Step 4: Implement Error Handling

External APIs fail. Networks time out. Rate limits hit. Your skill must handle these gracefully: retry with exponential backoff, provide clear error messages, and log failures for debugging. The SDK includes a retry utility.

Step 5: Test Locally and Publish

Use OpenClaw's skill development mode to test locally with hot reloading. Run your test suite. Once stable, publish to ClawHub for the community or keep it private. Private skills live in your local skills directory.

What Are Some Webhook Automation Examples?

Webhooks are the backbone of real-time integrations. External services push events to OpenClaw, which triggers the right automation immediately.

New CRM Lead

When your CRM (HubSpot, Salesforce, GHL) creates a new lead, the webhook triggers OpenClaw to send a welcome message via Telegram, add the lead to a nurture sequence, and notify your sales team.

CRM webhook on lead creation

E-commerce Order

When Shopify or WooCommerce processes an order, the webhook triggers OpenClaw to send order confirmation via WhatsApp, update your inventory spreadsheet, and schedule a review request for 7 days later.

E-commerce webhook on order.created

Form Submission

When a contact form, survey, or application is submitted (Typeform, JotForm, Google Forms), the webhook triggers OpenClaw to qualify the lead, send a thank-you message, and create a CRM record.

Form provider webhook on submission

Payment Event

When Stripe processes a payment, refund, or subscription change, the webhook triggers OpenClaw to update the customer record, send appropriate notifications, and adjust pipeline stage in your CRM.

Stripe webhook on payment events

Calendar Booking

When someone books through Calendly or Cal.com, the webhook triggers OpenClaw to send a confirmation via the customer's preferred channel, add preparation notes, and set a reminder 24 hours before.

Calendar webhook on booking.created

What Are the Rate Limits and Best Practices?

OpenClaw's local API has no hard limits, but external services do.
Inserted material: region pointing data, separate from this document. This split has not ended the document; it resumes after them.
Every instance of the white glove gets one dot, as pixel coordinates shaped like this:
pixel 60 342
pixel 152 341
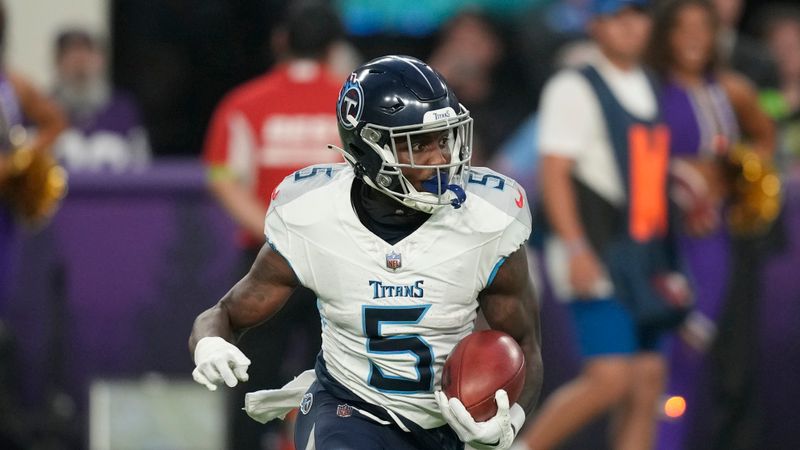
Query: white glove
pixel 218 360
pixel 496 433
Here is what to plan for.

OpenClaw Local API

No hard limit (hardware-dependent)

Typically handles 100+ requests/second on modern hardware. Bottleneck is usually the LLM API, not OpenClaw itself.

Claude API (Anthropic)

Varies by tier (40-4000 RPM)

Use OpenClaw's request queue to smooth burst traffic. Cache common responses to reduce API calls.

GPT-4 API (OpenAI)

Varies by tier (500-10000 RPM)

Monitor usage in OpenClaw's dashboard. Set up alerts for approaching limits. Consider batching non-urgent requests.

Telegram Bot API

30 msg/sec to different chats

OpenClaw queues outbound messages automatically. For broadcast scenarios, messages are sent with appropriate delays.

WhatsApp Business API

Provider-dependent (typically 80/sec)

Rate limits depend on your API provider (Twilio, 360dialog). Configure the provider's limits in OpenClaw to prevent throttling.

Error Handling Best Practices

APIs fail. Networks time out. Services go down. Build resilient integrations with these practices.
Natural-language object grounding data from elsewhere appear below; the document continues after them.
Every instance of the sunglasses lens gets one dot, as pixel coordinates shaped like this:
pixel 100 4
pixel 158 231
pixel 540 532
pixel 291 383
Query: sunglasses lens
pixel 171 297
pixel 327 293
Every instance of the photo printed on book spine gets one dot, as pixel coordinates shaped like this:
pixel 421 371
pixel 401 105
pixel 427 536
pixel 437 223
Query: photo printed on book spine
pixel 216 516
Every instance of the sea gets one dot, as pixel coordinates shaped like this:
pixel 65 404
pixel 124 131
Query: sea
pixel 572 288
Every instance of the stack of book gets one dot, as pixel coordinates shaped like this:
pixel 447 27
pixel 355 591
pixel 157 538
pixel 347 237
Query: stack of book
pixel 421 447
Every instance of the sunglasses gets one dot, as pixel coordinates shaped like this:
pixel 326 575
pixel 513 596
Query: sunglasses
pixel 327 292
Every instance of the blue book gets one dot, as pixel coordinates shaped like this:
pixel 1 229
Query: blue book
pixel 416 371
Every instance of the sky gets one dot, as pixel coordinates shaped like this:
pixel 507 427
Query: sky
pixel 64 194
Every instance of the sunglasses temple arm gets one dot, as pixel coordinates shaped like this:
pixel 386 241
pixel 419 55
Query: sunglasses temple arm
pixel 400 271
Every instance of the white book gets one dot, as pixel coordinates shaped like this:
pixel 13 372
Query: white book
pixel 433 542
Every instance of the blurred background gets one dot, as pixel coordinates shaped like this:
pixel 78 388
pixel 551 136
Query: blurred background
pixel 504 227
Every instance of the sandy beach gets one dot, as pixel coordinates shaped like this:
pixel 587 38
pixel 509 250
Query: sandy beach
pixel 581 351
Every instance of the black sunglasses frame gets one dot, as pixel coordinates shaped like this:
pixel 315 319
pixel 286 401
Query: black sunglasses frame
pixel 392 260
  • Implement exponential backoff for retries: 1s, 2s, 4s, 8s, then fail. OpenClaw's SDK includes a retry utility.
  • Set reasonable timeouts: 10s for most APIs, 30s for LLM calls, 60s for file uploads. Never wait indefinitely.
  • Log every failed request with the full error response. OpenClaw's automation log captures this automatically.
  • Use circuit breakers: after 5 consecutive failures to an API, pause requests for 60 seconds before retrying.
  • Return meaningful error messages to users. 'Payment processing failed, retrying in 30 seconds' beats 'Error 500'.
  • Set up dead letter queues for webhook payloads that fail processing. Review and retry them manually.
  • Monitor error rates per integration. A sudden spike in failures usually means an API change or credential expiry.
  • Test failure scenarios: what happens when the LLM is down? When the CRM rate-limits you? When the webhook payload is malformed?